Infine il comfort legato alla qualità dell’aria interna. Il Gruppo, attraverso enti esterni che certificano le innovazioni dei nostri centri di ricerca, può affermare che i prodotti sono idonei a garantire la qualità dell’aria degli ambienti in cui viviamo. Si è puntato tanto sul controllo dei voc, in particolare della formaldeide: Isover, per esempio, ha lanciato una nuova produzione di isolanti in lana di vetro che non emettono formaldeide attraverso l’utilizzo di leganti naturali. I sistemi a secco di Gyproc hanno la capacità di catturare la formaldeide.
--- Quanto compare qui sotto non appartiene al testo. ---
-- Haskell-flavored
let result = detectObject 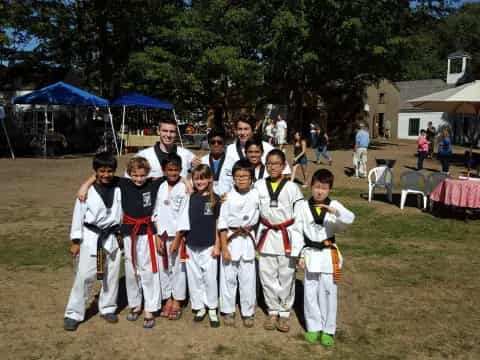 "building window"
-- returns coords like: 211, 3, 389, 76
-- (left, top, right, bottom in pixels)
378, 93, 385, 104
408, 118, 420, 136
450, 59, 463, 74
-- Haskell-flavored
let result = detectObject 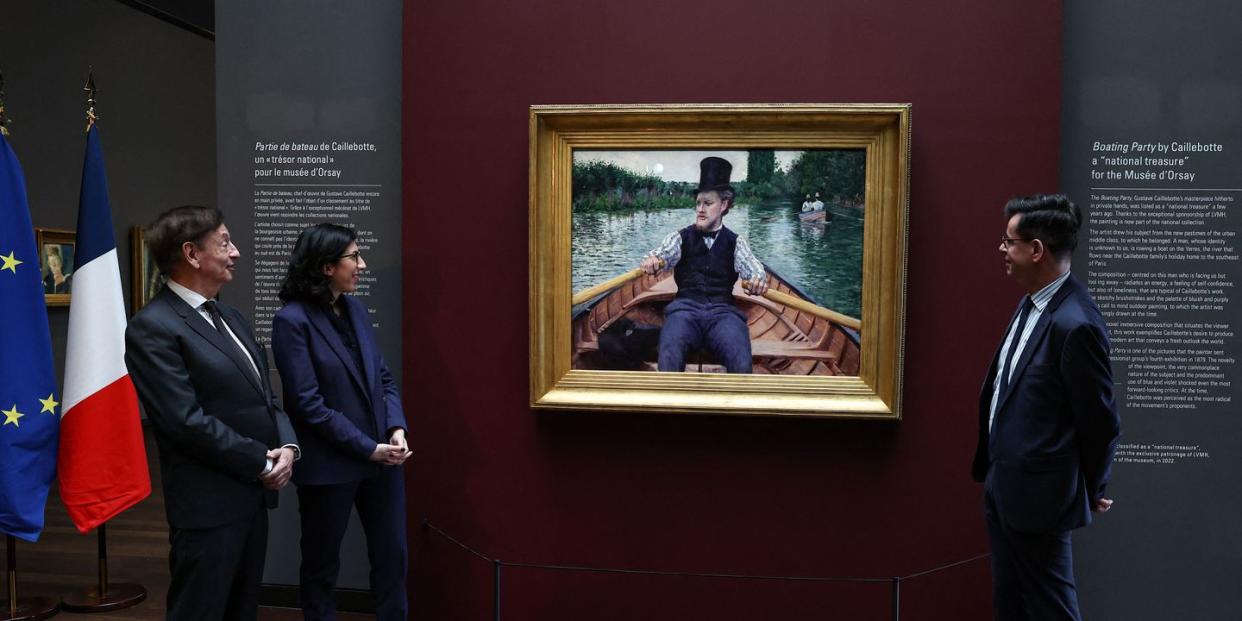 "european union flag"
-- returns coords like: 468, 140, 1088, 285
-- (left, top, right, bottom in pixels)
0, 135, 61, 542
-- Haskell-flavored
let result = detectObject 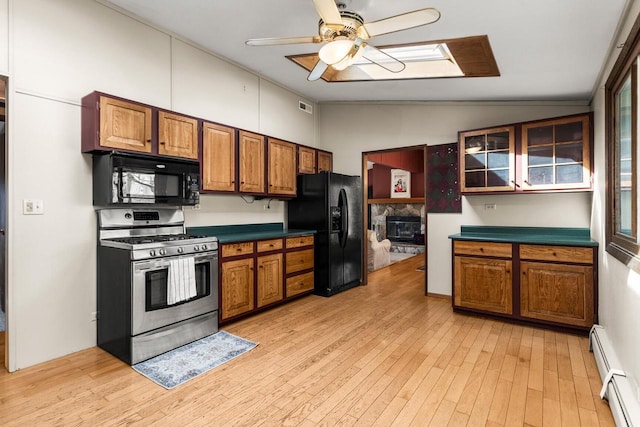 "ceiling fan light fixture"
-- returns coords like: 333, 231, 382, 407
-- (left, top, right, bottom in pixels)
332, 45, 364, 71
318, 39, 355, 65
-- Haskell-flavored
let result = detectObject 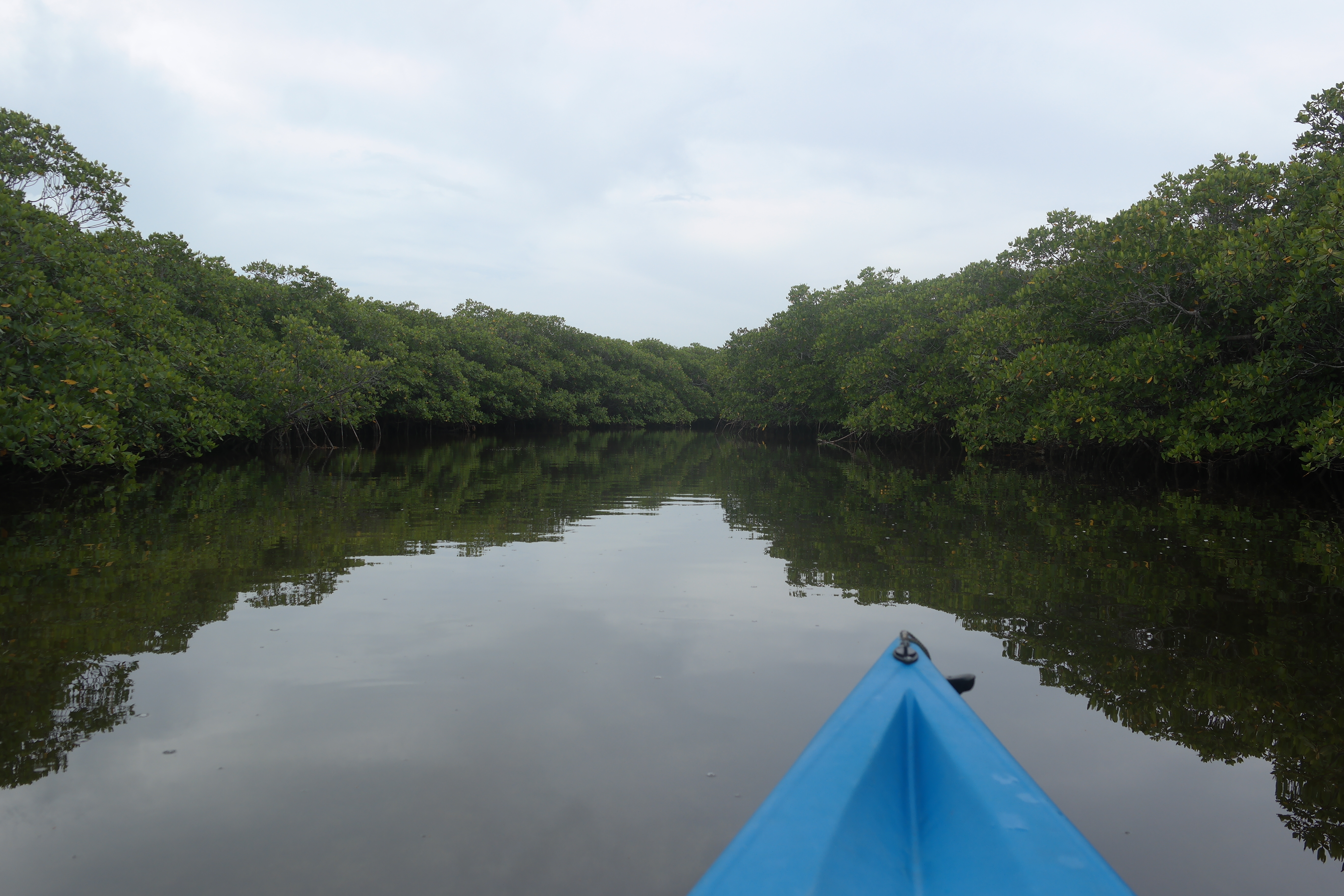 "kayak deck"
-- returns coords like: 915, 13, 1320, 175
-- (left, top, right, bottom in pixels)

È un sistema che permette alla formaldeide presente nell’aria di essere fissata e renderla inerte, riducendola di oltre il 70%. La sostenibilità resta un tema fondamentale per Saint-Gobain che non si tinge di verde evuole dimostrarlo mettendola in campo. E così sostiene i protocolli di sostenibilità come i Leed che certificano la sostenibilità dell’intero edificio.
Stiamo certificando i singoli prodotti come sostenibili, intervenendo sul ciclo di vita dei materiali. Si cerca di concepire il prodotto nell’ottica dell’eco design, pensando che possa essere riciclato o smaltito in maniera poco impattante. Tutto questo, oltre a farlo certificare da enti esterni, abbiamo cercato di misurarlo su di noi. Abbiamo quindi realizzato uno dei tanti centri di formazione presenti in Italia, Habitat Lab, certificandolo secondo il protocollo Leed Italia con il livello Platinum che, con 90 punti su 110, è l’edificio platino con più punteggio in Italia come nuova costruzione. È un luogo dove abbiamo collocato tutte le nostre soluzioni come nave-scuola per dimostrare quello che proponiamo e raccontiamo al mercato. È un luogo che è centro di formazione e show room, dove facciamo formazione per tutta la filiera del settore costruzioni.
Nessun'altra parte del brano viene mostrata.